Time and again, Respondent left no doubt that, in her view, she was the most intelligent and competent person in the room and every person involved in the Kissinger matters (except for her) made mistakes and failed to follow the rules. (8/30/22 N.T. 53-54). As the record demonstrated, despite not being experienced in criminal law and not appearing before Judge Zanic in civil cases on a frequent basis (2/16/22 N.T. 58), Respondent questioned the decisions and actions made by Judge Zanic, Mr. Wencker, Ms. Heaton, Mr. Wilson and others. For example, Respondent testified that Judge Zanic and Mr. Wencker did not comply with the Rules of Criminal Procedure, that Judge Zanic’s December 16, 2019 Order did not comply with the Rules, that Judge Zanic’s instructions to her to file a petition with her proposed Order was irregular, Mr.
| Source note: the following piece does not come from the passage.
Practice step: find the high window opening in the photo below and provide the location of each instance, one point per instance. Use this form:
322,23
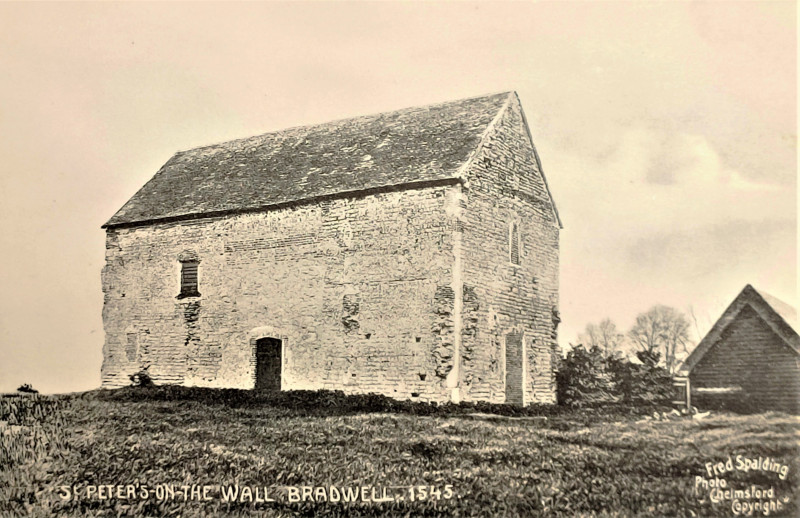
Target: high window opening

Wencker’s praecipe to substitute counsel was irregular, and the November 12, 2019, transcript contained errors. (ODC-32, ODC-33, ODC-34; 4/27/22 N.T. 88, 94, 139, 174, 176; 5/10/22 N.T. 23-25, 30-40, 33, 52, 55, 58, 105, 189, 190; 8/29/22 N.T. 51, 127). But as noted above, on many (if not all) of these points, it is Respondent that misunderstood the rules. At oral argument before the Board, Respondent continued to advocate her position that the evidentiary record contained nothing to indicate that her conduct was other than rule compliant and there was no identifiable misconduct.